Over the next few months, it was said that those who questioned Our Lady “found themselves troubled by poltergeist-like phenomena and specifically directed storms….[or] acute diarrhoea. These aspects…zestfully narrated by locals at the time, have subsequently been edited out of the shrine’s official narratives; Our Lady has become a much better behaved Virgin.”
The role of the mother of Jesus has been a source of contention between the various strands of Christianity. Without explicitly taking sides, the Protestant MacCulloch notes that a proclamation of Mary’s perpetual virginity has caused devout Catholic commentators to appear clumsy in handling “clear references in the biblical text to Jesus’s brothers and sisters, who were certainly not conceived by the Holy Spirit.”

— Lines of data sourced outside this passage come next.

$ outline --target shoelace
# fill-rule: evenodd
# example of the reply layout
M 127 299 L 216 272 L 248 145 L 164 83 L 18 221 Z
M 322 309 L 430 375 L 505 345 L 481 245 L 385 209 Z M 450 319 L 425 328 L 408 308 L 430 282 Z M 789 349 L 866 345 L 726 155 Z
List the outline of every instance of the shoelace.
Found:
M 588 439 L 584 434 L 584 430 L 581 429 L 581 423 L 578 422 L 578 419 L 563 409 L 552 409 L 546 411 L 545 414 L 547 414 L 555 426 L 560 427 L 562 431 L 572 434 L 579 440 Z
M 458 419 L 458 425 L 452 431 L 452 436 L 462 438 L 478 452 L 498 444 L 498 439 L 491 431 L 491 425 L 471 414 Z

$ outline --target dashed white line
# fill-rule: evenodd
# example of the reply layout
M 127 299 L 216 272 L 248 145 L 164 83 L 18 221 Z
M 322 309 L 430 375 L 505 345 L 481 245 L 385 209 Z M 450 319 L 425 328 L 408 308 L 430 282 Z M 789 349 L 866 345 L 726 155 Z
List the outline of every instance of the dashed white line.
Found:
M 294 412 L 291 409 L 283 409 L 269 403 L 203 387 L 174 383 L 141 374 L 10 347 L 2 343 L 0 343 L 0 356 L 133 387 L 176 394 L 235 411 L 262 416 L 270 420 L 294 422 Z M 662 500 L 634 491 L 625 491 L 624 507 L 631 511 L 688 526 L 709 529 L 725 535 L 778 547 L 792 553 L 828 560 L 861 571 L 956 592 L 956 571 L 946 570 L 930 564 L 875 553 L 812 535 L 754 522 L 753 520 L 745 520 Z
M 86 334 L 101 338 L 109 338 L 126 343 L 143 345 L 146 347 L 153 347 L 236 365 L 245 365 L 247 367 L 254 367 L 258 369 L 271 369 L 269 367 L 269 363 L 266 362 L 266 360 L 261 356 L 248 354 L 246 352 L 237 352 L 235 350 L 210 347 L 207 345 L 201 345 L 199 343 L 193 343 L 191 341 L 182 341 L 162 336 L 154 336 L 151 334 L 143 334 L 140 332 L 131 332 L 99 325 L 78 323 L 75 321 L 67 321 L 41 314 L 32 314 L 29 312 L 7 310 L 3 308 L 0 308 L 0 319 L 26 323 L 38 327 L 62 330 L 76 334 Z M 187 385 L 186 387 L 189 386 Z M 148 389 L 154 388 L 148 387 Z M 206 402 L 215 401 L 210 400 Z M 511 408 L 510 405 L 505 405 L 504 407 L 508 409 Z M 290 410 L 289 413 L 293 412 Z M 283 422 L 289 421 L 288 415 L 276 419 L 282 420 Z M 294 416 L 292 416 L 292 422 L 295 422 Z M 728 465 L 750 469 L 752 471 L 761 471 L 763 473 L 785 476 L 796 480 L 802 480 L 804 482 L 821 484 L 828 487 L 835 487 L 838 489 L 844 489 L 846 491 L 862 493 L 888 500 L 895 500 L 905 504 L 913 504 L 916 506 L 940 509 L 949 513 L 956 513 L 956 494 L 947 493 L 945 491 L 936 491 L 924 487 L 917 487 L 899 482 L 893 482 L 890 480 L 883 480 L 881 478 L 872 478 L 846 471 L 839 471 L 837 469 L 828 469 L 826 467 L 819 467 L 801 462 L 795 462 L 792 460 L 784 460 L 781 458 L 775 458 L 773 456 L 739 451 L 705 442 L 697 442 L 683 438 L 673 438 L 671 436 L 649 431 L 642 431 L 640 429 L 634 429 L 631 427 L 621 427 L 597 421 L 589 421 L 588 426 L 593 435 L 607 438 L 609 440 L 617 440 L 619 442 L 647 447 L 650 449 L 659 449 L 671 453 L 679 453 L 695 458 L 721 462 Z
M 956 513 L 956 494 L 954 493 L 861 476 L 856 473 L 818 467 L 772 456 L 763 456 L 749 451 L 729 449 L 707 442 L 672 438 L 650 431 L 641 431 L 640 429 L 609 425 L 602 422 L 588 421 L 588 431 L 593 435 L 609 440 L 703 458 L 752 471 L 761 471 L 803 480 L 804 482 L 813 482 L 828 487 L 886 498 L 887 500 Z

MacCulloch writes cogently and non-judgmentally about the millennium-long struggle for pre-eminence between pope and emperor for control of the Church.
MacCulloch’s devotes only two pages to the role of religion in the founding of the American Republic, but those pages should be required reading for candidates for national office. He notes that at the time of the American Revolution, only around 10% of the American population were formal Church members. Many of America’s founding fathers were deists, creatures of the Enlightenment rather than practicing Christians. Thomas Jefferson “deeply distrusted organized religion and spoke of the Trinity as ‘abracadabra…hocus-pocus…a deliria of crazy imaginations, as foreign to Christianity as is that of Mahomet.’” Washington never received Holy Communion, and was inclined in discourse to refer to providence or destiny rather than to God.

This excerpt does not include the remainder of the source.